Open MPI logo

Open MPI Development Mailing List Archives

  |   Home   |   Support   |   FAQ   |   all Development mailing list

Subject: Re: [OMPI devel] application hangs with multiple dup
From: Thomas Ropars (tropars_at_[hidden])
Date: 2009-09-09 11:44:01


Ashley Pittman wrote:
> On Tue, 2009-09-08 at 15:00 +0200, Thomas Ropars wrote:
>
>> Hi,
>>
>> I'm working on r21949 of the trunk.
>>
>> When I run on a single node with 4 processes this simple program calling
>> 2 times MPI_Comm_dup , the processes hang from time to time in the 2nd dup.
>>
>
> I can't reproduce this, how often does it fail?

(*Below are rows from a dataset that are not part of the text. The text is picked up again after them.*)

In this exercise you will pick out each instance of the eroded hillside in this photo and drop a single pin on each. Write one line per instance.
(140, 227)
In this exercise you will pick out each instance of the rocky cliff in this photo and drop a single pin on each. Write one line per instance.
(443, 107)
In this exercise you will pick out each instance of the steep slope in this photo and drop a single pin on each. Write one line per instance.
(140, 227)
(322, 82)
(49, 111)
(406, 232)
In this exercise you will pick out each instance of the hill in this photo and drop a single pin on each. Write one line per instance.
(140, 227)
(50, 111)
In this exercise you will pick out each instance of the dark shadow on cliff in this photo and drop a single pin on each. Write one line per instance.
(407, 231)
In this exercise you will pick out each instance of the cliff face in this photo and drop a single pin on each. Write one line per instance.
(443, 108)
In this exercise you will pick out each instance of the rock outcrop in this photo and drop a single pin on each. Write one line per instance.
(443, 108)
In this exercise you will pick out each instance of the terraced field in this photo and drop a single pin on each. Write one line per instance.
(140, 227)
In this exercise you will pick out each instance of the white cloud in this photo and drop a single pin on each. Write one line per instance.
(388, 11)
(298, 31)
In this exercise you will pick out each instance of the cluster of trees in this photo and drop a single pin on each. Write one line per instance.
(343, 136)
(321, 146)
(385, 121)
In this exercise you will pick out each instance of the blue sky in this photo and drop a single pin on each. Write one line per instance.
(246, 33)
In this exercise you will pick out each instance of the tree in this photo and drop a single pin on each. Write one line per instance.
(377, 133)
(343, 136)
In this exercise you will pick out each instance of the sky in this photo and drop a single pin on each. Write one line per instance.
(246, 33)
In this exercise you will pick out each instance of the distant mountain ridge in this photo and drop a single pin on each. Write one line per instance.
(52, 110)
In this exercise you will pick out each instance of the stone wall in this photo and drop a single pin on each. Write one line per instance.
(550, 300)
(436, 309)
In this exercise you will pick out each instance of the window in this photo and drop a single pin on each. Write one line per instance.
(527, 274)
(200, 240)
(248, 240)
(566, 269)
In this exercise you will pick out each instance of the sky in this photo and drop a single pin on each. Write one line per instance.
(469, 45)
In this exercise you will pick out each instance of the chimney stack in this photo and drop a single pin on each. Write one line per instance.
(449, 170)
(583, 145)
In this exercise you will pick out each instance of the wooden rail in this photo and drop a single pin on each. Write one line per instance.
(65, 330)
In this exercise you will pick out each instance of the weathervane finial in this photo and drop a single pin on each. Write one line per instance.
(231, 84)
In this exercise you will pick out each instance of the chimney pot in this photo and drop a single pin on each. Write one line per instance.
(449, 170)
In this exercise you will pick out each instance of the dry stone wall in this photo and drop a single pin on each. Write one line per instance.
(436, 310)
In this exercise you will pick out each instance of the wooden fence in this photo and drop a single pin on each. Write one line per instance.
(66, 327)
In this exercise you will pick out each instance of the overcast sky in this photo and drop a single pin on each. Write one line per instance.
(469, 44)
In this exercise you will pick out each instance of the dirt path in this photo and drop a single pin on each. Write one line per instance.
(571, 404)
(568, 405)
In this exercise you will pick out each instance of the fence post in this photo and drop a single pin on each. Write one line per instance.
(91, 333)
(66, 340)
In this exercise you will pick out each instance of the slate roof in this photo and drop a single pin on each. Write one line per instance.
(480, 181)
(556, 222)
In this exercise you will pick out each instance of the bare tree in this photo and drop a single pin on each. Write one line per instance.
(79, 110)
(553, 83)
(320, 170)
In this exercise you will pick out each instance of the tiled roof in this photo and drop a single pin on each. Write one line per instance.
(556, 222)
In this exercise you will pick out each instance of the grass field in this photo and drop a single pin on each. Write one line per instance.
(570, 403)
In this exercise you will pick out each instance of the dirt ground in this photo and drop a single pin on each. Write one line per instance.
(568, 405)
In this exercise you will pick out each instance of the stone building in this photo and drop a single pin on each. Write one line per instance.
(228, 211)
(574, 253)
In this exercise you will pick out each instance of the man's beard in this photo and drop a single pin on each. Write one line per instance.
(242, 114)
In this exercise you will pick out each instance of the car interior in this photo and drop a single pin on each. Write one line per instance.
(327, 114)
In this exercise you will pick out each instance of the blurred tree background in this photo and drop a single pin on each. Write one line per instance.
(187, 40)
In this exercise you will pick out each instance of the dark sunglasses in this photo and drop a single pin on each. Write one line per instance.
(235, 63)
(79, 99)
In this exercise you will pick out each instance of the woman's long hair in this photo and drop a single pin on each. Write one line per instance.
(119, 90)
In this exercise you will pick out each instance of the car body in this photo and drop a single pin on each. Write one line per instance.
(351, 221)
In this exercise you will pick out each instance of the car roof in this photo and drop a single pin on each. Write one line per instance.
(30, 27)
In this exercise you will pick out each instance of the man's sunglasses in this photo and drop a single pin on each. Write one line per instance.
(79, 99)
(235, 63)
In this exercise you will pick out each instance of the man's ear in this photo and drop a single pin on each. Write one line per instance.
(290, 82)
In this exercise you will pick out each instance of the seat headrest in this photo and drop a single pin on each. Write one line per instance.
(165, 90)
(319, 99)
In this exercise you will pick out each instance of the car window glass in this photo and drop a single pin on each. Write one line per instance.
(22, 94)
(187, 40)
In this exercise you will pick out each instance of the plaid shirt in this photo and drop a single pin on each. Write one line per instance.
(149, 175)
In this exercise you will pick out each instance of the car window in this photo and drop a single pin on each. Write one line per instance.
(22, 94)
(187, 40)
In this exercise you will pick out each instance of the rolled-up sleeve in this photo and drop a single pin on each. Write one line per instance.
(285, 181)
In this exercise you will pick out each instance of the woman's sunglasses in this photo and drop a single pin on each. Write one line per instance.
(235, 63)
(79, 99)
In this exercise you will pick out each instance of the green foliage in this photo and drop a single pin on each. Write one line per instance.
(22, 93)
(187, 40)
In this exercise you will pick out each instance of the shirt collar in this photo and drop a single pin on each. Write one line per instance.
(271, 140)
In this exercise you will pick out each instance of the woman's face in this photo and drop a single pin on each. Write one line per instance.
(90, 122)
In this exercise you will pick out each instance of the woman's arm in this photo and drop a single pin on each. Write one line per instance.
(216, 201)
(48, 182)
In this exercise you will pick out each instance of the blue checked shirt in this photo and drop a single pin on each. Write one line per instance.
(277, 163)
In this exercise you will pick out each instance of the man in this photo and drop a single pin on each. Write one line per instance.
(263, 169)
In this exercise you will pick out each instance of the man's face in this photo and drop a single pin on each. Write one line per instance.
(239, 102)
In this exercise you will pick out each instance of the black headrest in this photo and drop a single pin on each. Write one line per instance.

I've run it in a loop
> hundreds of times here and not had one hang.
>
It happens once every 4 or 5 runs. And it also happens if the processes
are on different nodes.

Here is the ouptut I get from padb -axt :

main() at ?:?
  PMPI_Comm_dup() at pcomm_dup.c:62
    ompi_comm_dup() at communicator/comm.c:661
      -----------------
      [0,2] (2 processes)
      -----------------
      ompi_comm_nextcid() at communicator/comm_cid.c:264
        ompi_comm_allreduce_intra() at communicator/comm_cid.c:619
          ompi_coll_tuned_allreduce_intra_dec_fixed() at
coll_tuned_decision_fixed.c:61
            ompi_coll_tuned_allreduce_intra_recursivedoubling() at
coll_tuned_allreduce.c:223
              ompi_request_default_wait_all() at request/req_wait.c:262
                opal_condition_wait() at ../opal/threads/condition.h:99
      -----------------
      [1,3] (2 processes)
      -----------------
      ompi_comm_nextcid() at communicator/comm_cid.c:245
        ompi_comm_allreduce_intra() at communicator/comm_cid.c:619
          ompi_coll_tuned_allreduce_intra_dec_fixed() at
coll_tuned_decision_fixed.c:61
            ompi_coll_tuned_allreduce_intra_recursivedoubling() at
coll_tuned_allreduce.c:223
              ompi_request_default_wait_all() at request/req_wait.c:262
                opal_condition_wait() at ../opal/threads/condition.h:99

Thomas
> Off-topic I know but this is exactly the type of problem that padb is
> designed to help with, if you could get it to hang and then run "padb
> -axt" in another window on the same node and send along the output I'm
> sure it would be of help.
>
> Ashley,
>
>